In the XIX Century, in Europe circulate numerous theories that sought both to respond to demands for social justice unanswered by the French Revolution and to correct the dramatic economic imbalances brought about the Industrial Revolution. Many alternative forms of social organization emerged and several theorists outlined a new and more just social order, over and above the political changes that had come with the end of the Ancien Regime.
These theories – labelled in a disparaging way as “utopian” – will be critically reconsidered, with particular attention to the thinkers who: 1) took for granted that the adoption of a new social model based on strict social equality could be the solution for all the problems of society (Babeuf, Dézamy, Weitling); 2) believed that it was sufficient to conceive theoretically reform projects in order to change the world (Saint-Simon, Fourier); 3) focused on promoting small alternative communities in order to spread socialist principles (Owen, Cabet).

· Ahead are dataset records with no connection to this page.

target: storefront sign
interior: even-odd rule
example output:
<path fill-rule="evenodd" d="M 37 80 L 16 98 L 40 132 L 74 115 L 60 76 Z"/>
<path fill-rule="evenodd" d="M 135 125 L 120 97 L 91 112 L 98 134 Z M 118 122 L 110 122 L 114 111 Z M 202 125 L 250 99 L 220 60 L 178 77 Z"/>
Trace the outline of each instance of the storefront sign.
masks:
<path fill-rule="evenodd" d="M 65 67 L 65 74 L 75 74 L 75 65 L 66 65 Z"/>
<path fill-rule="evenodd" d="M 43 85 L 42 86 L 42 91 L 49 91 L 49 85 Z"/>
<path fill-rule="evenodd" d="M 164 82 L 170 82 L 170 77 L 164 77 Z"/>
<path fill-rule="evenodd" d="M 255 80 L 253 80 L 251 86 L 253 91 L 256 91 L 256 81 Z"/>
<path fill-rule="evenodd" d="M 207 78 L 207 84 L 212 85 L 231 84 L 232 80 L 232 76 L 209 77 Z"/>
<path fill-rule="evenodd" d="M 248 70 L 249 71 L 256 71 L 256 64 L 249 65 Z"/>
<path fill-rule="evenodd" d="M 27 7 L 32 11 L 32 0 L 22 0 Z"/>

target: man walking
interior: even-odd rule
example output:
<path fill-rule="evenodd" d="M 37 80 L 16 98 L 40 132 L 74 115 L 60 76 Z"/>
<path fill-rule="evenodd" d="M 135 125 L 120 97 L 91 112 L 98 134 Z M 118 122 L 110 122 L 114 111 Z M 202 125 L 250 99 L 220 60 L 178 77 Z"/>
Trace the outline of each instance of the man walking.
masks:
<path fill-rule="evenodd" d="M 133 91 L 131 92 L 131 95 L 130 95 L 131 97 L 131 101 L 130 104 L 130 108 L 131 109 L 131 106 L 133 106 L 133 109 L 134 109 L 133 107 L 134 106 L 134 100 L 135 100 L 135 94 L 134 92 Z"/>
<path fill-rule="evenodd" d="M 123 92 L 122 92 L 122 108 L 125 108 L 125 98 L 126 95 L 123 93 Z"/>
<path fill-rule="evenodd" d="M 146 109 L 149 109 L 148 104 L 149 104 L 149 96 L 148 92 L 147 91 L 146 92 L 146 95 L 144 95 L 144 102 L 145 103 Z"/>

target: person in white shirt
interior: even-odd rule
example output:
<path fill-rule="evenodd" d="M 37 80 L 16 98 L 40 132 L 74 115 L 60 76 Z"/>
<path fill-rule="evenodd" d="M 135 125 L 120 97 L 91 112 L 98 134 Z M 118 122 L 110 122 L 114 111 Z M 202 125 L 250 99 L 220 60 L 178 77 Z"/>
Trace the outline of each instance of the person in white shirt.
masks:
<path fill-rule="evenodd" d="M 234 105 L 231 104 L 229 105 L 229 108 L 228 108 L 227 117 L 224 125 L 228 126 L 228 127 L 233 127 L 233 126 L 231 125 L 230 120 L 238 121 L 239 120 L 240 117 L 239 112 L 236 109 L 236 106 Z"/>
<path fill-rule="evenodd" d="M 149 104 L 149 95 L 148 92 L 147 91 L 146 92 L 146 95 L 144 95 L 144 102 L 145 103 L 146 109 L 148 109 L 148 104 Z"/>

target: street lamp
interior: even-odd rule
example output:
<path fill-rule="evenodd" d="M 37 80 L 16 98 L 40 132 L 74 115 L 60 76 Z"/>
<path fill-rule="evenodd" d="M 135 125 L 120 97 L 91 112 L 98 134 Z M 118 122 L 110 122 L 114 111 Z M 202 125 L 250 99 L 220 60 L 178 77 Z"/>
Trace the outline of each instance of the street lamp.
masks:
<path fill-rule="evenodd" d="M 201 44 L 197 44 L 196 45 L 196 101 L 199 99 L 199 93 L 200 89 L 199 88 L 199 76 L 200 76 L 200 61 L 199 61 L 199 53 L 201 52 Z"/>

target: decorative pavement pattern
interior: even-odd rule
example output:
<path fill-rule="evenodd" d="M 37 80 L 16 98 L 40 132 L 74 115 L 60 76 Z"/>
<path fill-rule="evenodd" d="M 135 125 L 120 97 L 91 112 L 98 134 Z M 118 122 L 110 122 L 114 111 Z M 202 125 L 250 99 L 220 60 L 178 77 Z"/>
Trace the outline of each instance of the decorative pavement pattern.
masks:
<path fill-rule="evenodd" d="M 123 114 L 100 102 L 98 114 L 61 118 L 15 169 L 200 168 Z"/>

After 1848 and until Paris Commune of 1871, new and more economically developed ideas emerged. In the second part of the seminar, students will focus on the different tendencies of the International Working Men’s Association to overthrow of the existing social-economic system, such as Proudhon’s mutualism, British trade unions’ reformism, Marx’s anticapitalism, Lassalle’s state socialism and Bakunin’s anarchism. These ideas will also be analyzed in light of contemporary issues of our times.